According to a new study by the National Bureau of Economic Research, the income -- especially the wage income -- of rich households is now more vulnerable to aggregate fluctuations than that of poorer households and the consumption of high-income households varies more with aggregate fluctuations in part because the income of these households varies more.  This has clear implications for the effects of recent recessions on consumption inequality.

Researchers based the study on two somewhat disparate strands of prior research:

  • One, which documents increases in income and consumption inequality over the past 25 years, focuses on the extent to which income shocks are insured.
  • The other involves asset pricing.

They found that the consumption of high-consumption households is more exposed to fluctuations in aggregate consumption and income than that of low-consumption households in the Consumer Expenditure (CEX) Survey.

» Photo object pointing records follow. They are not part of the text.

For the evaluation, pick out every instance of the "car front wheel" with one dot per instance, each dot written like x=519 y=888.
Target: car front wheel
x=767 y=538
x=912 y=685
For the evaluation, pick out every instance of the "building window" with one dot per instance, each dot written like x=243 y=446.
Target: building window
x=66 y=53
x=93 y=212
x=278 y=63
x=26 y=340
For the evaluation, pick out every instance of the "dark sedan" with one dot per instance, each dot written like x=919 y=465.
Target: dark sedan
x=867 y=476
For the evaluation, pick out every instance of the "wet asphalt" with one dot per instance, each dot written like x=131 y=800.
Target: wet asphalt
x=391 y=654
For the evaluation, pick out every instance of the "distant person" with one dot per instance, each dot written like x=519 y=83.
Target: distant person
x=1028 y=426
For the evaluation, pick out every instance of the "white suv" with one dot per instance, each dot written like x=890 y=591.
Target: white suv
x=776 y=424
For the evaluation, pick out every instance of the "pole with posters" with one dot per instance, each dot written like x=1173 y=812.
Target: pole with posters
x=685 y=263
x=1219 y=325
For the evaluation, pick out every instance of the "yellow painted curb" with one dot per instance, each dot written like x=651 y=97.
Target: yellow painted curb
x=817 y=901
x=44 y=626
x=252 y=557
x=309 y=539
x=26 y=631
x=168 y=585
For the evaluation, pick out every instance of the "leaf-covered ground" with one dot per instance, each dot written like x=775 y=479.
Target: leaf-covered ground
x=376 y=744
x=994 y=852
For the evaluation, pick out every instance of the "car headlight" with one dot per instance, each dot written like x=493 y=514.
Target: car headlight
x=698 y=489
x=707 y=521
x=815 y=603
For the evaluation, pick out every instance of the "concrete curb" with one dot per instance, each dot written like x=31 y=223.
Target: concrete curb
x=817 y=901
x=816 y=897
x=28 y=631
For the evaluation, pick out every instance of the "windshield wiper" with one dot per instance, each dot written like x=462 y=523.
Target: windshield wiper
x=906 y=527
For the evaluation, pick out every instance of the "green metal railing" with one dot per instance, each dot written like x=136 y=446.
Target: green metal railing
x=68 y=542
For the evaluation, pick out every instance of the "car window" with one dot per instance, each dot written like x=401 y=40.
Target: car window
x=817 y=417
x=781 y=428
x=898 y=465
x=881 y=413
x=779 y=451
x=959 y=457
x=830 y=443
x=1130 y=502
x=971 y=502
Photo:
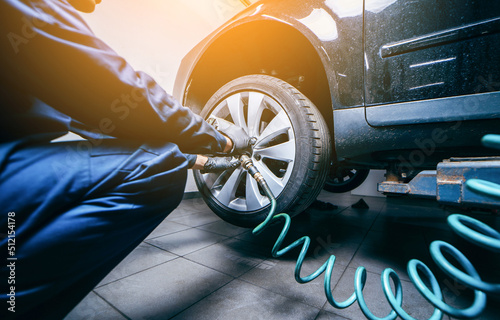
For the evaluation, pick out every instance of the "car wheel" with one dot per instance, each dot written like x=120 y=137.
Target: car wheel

  • The exposure to aggregate consumption growth of households in the top 10 percent of the consumption distribution in the CEX is about five times that of households in the bottom 80 percent.
  • Given real aggregate per capita consumption growth about 3 percentage points less than its historical mean during the past year, these figures predict that the ratio of consumption of the top 10 percent to the bottom 80 percent has fallen by about 15 percentage points (relative to trend).
  • Using income data, the researchers found that the income (especially the wage income) of rich households is more exposed to aggregate fluctuations, so their higher income exposure is a likely contributor to their higher consumption exposure.
  • Finally, the researchers found a striking change in the exposure of the incomes of high-income households: prior to the early 1980's, the incomes of high-income households were not more exposed to aggregate fluctuations.

Thus, while high-income households currently bear an inordinately large share of aggregate fluctuations, this is a recent occurrence, say the researchers.

Source: Matt Nesvisky, "Who Bears Aggregate Fluctuations and How?" NBER Digest, April 2009; based upon: Jonathan A. Parker and Annette Vissing-Jorgensen, "Who Bears Aggregate Fluctuations and How?" National Bureau of Economic Research, Working Paper, No. 14665, January 2009.